Friday 2nd February
Well, I recall the singles, especially the first one, the big one “She’s not There”, and that ethereal voice floating, ever floating, above the melody. Then they sort of disappeared, the occasional single entering the lower reaches of the charts. By 1969 they were ready to call it a day, five years since their big hit and since then diminishing returns. They recorded one last album “Oddysey and Oracle” and then they split.
Rod Argent soon formed his own much heavier band Argent, Chris White released a couple of singles and Colin Blunstone, the voice of The Zombies took a couple of years out but returned in, I think 1972 with the sublimest of records “One Year”. He had a string of hit albums and singles. Argent did well too. But what of that last album? It was the slowest of slow burners, but gradually started to sell well and became a cult album, a musician’s record, a collector’s treasure.

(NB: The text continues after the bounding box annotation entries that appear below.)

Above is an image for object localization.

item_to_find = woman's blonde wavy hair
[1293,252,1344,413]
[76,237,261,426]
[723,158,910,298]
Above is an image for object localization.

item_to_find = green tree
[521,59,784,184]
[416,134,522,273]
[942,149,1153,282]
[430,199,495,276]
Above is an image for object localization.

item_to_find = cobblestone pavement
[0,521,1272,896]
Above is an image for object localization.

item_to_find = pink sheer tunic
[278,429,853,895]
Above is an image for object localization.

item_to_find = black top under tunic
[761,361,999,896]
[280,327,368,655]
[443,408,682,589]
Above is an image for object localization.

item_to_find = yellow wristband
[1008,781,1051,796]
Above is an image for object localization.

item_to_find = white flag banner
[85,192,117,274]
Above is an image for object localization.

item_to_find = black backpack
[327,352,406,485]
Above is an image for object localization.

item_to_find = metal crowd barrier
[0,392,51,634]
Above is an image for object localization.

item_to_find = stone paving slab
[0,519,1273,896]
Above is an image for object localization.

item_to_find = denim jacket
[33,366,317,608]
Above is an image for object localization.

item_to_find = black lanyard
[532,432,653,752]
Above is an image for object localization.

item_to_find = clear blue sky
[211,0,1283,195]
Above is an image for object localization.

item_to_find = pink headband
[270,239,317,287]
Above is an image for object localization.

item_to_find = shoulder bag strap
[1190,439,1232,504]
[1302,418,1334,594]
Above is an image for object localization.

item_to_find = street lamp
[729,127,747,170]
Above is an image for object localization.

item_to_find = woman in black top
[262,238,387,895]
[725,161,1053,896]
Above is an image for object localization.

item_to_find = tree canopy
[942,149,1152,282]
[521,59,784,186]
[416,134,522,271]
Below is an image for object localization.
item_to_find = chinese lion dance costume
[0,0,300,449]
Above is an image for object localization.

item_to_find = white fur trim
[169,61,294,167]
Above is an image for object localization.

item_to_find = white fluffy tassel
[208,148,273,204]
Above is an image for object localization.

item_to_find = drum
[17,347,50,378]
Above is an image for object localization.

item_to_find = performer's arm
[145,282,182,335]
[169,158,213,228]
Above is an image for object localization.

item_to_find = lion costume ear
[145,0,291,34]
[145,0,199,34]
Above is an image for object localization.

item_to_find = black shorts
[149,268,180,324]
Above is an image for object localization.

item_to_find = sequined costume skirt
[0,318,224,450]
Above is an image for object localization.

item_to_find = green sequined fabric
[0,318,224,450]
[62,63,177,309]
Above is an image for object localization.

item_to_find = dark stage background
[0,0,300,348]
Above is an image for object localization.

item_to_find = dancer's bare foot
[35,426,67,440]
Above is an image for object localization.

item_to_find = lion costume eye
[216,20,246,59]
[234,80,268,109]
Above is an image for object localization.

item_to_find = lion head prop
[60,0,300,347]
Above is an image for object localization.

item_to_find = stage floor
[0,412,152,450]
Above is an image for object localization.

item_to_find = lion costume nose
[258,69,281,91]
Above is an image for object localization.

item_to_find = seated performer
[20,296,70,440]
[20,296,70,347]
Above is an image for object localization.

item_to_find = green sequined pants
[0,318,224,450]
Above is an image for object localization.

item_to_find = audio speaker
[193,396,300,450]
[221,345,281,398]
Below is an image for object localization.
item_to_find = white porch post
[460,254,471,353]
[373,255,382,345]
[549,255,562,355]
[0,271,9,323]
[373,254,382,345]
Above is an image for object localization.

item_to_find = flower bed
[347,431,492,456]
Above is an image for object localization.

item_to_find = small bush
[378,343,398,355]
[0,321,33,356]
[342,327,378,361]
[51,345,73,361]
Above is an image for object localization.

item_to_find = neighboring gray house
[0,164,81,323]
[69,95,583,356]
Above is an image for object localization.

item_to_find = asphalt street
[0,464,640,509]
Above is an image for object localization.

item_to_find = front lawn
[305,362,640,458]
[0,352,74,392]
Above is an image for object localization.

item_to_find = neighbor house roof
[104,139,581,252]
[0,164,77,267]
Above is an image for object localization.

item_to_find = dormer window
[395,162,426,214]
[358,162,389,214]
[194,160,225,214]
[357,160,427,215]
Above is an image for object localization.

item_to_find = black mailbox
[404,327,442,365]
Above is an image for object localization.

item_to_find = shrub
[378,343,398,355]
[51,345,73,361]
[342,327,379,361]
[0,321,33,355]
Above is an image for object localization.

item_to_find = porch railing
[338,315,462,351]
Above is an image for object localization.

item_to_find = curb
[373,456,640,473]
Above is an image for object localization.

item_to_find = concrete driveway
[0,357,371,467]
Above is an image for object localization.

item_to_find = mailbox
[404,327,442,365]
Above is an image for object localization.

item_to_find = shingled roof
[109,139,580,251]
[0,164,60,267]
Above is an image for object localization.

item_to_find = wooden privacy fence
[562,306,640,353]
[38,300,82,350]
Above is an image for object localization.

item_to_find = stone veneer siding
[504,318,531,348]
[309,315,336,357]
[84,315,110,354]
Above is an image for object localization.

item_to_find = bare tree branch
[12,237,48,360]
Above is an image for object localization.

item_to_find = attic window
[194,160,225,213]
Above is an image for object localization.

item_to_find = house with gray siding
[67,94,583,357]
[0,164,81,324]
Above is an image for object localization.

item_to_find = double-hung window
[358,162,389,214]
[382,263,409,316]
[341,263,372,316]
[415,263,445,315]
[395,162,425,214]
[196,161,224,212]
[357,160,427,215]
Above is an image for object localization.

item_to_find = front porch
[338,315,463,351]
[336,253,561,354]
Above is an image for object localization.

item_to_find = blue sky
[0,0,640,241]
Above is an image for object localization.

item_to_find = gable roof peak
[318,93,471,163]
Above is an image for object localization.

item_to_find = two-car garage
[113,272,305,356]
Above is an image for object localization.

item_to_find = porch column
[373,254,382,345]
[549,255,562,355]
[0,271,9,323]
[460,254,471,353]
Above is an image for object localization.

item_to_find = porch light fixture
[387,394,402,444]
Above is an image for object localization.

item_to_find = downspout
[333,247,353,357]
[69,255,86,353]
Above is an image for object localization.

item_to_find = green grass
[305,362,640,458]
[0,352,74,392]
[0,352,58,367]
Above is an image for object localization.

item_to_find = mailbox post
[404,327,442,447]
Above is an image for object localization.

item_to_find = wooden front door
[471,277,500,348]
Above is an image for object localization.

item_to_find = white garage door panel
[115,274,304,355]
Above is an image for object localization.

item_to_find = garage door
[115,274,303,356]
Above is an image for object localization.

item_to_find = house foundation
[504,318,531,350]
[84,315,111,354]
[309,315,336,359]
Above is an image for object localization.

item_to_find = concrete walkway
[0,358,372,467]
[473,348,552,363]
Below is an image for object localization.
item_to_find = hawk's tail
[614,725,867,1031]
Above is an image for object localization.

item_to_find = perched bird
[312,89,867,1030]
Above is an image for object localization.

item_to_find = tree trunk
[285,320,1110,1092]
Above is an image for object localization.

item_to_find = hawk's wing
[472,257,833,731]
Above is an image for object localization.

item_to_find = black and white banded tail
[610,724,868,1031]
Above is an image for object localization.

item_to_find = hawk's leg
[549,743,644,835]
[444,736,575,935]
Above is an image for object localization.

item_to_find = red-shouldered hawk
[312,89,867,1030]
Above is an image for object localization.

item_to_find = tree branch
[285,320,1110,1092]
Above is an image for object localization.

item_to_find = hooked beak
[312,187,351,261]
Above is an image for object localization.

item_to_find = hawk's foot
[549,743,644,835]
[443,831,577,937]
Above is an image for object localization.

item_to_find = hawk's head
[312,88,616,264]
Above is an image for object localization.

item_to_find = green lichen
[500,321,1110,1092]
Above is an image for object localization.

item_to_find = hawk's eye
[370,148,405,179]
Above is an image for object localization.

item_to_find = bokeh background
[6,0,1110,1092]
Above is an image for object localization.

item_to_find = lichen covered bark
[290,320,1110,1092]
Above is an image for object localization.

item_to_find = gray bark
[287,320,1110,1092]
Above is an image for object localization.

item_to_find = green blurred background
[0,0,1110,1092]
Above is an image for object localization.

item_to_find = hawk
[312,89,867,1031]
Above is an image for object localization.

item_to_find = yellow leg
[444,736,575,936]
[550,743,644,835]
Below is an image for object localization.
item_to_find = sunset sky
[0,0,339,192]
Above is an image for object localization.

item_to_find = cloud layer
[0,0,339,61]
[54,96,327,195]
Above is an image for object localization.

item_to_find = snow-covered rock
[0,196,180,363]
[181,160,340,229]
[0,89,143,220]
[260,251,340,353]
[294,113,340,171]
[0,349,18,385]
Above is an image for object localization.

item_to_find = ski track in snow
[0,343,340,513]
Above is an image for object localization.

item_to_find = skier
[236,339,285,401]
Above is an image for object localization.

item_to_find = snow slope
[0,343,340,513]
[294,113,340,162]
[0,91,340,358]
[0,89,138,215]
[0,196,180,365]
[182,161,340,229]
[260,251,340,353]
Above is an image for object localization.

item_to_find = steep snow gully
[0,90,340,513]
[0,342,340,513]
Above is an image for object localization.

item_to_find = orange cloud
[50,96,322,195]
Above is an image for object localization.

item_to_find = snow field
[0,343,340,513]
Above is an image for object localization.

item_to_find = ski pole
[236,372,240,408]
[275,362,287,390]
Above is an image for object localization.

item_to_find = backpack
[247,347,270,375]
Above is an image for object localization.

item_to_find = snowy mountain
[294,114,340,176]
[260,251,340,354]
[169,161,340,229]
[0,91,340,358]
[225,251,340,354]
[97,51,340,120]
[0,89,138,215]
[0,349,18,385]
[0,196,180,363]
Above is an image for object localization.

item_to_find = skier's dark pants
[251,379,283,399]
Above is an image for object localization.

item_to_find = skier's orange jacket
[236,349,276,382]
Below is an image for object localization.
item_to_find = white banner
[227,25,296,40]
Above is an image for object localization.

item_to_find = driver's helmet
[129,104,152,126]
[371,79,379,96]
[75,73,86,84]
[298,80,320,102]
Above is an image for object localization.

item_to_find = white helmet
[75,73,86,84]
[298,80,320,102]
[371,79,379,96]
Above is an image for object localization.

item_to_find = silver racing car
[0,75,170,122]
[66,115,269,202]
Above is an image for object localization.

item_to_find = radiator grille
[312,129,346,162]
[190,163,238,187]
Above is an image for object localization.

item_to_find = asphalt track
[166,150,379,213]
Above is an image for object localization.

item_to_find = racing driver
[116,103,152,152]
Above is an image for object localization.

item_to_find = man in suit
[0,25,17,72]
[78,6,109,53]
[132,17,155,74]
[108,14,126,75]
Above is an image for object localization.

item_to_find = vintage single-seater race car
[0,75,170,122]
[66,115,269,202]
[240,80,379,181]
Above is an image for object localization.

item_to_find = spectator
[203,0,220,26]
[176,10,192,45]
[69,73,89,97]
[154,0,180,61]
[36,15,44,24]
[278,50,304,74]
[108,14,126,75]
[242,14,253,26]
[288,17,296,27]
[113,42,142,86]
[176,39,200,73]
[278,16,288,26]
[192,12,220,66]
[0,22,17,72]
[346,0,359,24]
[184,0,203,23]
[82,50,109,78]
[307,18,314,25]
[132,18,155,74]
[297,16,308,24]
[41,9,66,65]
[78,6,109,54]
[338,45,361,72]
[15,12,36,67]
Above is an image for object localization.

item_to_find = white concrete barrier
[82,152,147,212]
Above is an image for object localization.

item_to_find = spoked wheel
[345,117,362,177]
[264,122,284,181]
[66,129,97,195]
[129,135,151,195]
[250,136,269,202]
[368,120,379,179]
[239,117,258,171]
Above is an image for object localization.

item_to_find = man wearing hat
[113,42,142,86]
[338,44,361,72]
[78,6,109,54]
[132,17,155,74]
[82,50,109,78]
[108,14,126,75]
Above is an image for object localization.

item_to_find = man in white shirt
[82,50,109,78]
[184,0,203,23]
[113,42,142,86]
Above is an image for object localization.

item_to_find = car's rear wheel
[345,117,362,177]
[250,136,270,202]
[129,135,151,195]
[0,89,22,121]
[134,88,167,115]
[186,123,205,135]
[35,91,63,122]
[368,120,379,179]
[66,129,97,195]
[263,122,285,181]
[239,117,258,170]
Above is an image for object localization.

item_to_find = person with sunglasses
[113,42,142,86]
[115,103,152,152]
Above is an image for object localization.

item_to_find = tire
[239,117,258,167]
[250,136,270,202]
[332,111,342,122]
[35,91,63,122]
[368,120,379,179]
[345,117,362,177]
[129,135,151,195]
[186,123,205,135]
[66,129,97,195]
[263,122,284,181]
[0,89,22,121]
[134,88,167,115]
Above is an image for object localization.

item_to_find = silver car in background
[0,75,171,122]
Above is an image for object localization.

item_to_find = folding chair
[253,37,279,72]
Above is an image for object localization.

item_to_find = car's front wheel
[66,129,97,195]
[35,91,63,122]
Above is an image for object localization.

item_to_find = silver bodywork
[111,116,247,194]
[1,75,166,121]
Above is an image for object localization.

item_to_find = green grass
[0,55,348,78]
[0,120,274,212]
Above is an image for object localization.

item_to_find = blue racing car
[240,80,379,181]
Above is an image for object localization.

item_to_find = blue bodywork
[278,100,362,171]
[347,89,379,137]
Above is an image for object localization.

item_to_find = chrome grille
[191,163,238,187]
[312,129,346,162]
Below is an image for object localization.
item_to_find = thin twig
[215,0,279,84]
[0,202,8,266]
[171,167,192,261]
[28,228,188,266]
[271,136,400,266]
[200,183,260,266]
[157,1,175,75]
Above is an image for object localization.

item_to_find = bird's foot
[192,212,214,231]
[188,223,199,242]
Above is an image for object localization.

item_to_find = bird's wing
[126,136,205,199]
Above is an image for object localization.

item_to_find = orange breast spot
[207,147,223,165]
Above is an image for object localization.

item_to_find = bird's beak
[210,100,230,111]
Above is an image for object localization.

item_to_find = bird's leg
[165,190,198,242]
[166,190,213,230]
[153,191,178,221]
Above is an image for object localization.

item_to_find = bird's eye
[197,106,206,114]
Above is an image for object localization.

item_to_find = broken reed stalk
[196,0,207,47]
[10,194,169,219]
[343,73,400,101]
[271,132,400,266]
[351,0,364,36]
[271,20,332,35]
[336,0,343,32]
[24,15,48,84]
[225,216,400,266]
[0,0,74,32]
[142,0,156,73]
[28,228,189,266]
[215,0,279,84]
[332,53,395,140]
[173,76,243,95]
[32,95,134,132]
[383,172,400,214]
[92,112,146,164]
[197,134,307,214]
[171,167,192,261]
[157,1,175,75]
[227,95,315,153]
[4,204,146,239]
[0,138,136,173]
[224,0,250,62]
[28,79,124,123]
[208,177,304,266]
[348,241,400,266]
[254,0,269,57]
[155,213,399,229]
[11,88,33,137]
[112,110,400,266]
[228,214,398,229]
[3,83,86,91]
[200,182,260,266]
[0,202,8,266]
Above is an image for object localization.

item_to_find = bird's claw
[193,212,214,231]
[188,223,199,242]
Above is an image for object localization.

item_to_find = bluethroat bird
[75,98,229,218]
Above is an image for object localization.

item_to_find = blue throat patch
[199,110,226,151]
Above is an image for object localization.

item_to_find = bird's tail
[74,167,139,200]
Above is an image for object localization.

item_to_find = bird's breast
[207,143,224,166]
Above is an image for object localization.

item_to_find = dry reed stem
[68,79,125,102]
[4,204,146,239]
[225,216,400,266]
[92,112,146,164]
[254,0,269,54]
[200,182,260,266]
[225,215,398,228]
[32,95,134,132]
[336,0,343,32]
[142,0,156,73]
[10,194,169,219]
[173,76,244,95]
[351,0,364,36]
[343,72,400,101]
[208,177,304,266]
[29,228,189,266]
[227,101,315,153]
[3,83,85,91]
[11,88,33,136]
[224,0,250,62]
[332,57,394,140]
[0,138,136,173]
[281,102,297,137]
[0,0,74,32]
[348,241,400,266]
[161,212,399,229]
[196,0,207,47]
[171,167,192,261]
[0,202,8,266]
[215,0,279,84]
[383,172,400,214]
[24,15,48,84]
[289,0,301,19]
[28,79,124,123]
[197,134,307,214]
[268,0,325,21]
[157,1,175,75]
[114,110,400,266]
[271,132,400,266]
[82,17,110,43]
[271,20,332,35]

And I started with Colin’s records – bought every one, and then got Oddysey, and then started to look up, mostly deleted, their earlier stuff (all available now on CD). They have reformed a couple of times and still play the occasional concert together but are now really just Colin and Rod. But I love the early stuff, the naïve singles, the gentle ballads, the imperfect pop of mid-sixties bands, trying desperately to sound different, to get a hit, to have a record as big as “She’s Not There”. In a way having that huge hit was bad for them, they could never write a song that good again. But what they did write was okay for me. I have grown to love their early records, the failed singles and b sides too. So, to close this little alphabet Z must be for the Zombies, an inappropriate name for an inappropriate but immensly talented group.